14. Ce matin, Jukin a les idées claires.
Le tube néon qu’il a installé un mètre au dessus de son lit pour se réveiller plus rapidement, le brûle d’une lumière blanche. Tellement forte qu’il a l’impression qu’elle éclaire sa pensée. Les idées noires disparaissent entre les circonvolutions de sa cervelle. Total, le réveil n’en est pas moins brutal. Ce qui lui donne l’impression de vibrer légèrement. Le passage du sommeil profond à un immédiat état de conscience est désagréable, mauvais. Pourtant, la lumière blanche dans son esprit fait naître des envies joyeuses et altruistes. Il désire aider une vieille à traverser, un enfant à faire ses devoirs, un sourd et muet à apprendre le langage des signes.
Plein d’entrain, il sauta de son lit et sortit de sa chambre. Dans le séjour, la lumière naturelle rayonnait déjà. Cependant, son cerveau ne subissait plus les effets du néon. Les idées noires en profitèrent pour ressurgir et comme une vengeance, elles submergèrent complètement son cerveau. Jukin alla se poster dans sa salle de bain, et par le petit trou du mur du côté, il observa les fenêtres de l’immeuble en face. Il se l’était interdit jusque là, mais ne pouvait pas s’en empêcher aujourd’hui. La voisine arriva dans sa salle de bain et ôta son peignoir. Il profita de ses courbes harmonieuses, la main dans le caleçon. Puis il enfila à la va vite des vêtements quotidiens et rejoignit une rue. Un petit homme maigre le croisa, il le frappa violement au visage.

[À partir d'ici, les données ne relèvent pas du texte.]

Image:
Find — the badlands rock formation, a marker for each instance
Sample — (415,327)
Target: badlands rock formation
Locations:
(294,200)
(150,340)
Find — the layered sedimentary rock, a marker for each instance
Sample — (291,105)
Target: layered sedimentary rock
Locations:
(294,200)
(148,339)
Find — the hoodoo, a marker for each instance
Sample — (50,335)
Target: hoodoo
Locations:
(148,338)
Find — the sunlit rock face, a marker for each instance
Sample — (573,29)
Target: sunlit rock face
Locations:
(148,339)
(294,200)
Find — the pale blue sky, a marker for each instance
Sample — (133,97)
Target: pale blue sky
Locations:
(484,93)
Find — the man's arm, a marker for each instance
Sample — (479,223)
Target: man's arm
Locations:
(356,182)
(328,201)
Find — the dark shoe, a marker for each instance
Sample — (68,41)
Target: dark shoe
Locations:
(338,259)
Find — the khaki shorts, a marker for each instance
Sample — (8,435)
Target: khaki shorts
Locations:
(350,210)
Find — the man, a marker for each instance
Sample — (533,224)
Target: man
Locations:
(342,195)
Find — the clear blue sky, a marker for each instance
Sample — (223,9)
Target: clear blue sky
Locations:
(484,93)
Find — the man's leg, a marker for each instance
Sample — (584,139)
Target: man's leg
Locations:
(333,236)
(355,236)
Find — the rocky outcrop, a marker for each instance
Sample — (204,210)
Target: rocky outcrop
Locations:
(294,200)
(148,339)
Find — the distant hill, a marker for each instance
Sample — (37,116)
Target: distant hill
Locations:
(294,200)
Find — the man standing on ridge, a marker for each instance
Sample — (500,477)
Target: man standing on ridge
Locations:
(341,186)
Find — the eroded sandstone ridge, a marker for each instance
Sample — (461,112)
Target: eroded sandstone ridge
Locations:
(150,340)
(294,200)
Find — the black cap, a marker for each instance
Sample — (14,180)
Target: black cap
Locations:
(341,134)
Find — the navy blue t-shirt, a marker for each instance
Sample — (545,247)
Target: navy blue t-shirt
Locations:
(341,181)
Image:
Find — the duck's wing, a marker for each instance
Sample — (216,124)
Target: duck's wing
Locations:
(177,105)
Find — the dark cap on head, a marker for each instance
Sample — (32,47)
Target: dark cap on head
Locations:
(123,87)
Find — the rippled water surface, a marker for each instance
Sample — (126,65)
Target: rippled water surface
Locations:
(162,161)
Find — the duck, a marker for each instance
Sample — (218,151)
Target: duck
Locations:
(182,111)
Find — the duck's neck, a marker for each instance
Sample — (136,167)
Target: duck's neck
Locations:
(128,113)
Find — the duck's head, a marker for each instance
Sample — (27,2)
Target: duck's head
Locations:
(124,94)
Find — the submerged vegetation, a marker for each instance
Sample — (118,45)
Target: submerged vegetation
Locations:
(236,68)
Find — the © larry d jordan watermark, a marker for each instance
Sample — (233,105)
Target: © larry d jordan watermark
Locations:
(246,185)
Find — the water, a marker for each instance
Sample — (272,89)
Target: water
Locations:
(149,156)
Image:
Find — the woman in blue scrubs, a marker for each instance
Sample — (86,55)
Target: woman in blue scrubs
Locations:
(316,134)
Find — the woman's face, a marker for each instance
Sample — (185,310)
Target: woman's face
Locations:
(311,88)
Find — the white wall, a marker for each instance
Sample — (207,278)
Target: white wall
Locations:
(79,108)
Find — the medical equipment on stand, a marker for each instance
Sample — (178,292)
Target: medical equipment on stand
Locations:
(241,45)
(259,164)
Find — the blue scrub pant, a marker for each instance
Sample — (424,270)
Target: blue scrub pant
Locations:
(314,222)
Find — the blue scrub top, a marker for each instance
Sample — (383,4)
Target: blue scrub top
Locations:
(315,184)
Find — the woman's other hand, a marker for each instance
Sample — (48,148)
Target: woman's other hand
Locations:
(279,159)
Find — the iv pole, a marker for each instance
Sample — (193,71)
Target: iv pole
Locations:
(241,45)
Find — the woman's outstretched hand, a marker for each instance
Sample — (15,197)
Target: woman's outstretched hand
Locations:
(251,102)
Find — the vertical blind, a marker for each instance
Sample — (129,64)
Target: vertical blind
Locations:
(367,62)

Le temps qu’il l’observe s’affaler ridiculement au sol, il s’immobilisa sous une enseigne lumineuse blanche. Des photons purs atteignaient sa matière grise. Les pensées noires refluèrent immédiatement. Jukin se précipita dans l’obscurité d’une ruelle perpendiculaire, s’accroupi et pleura.

Juste avant que les idées sombres ne l’envahissent de nouveau, il réalisa qu’il avait interrompu un équilibre primordial en lui. Qu’il devait absolument le rétablir. En attendant, il avait déjà regagné l’allée principale, volé la glace d’un petit garçon uniquement pour la jeter dans la poussière, et shooté si violement dans le talon d’une anorexique qu’elle s’était non seulement écroulée, mais que sa jambe s’était luxée de sa hanche. Il luttait intérieurement contre son lui obscur, ce qui lui semblait au-delà de ses forces. Mais entre une claque à une vieille handicapée ridée et un doigt dans l’œil d’un innocent, un éclair de lumière lucide avait électrocuté son cerveau : il devait retourner ces pensées égoïstes contre lui.
Le premier doigt tranché au couteau de chasse ne fût pas le sien, mais l’intention y était. Il se fit alors des entailles sur le dessus des mains, il était sur la bonne voie.
Le second doigt tranché ne fût pas le sien non plus. Malheureusement des passants aléatoires faisaient les frais de ses hésitations à s’automutiler. Il passa une cordelette autour de son coup et serra vivement. Sa peau se déchirait au frottement de la fibre. L’équilibre commençait à se rétablir. Mais il devait accomplir un acte symbolique rédempteur, un don de lui-même afin de mériter le retour total au calme.
Il trancha son petit doigt de la main gauche. Ça craqua comme une carotte crue sous la lame. Le geste net et précis cautérisa la plaie instantanément. Il ne ressentit rien, la douleur était hors sujet. Lentement, il regagna le chemin de son domicile. Son regard flottait, son corps avançait automatiquement. Arrivé dans sa chambre, il grimpa sur son lit, débrancha et décrocha immédiatement le néon.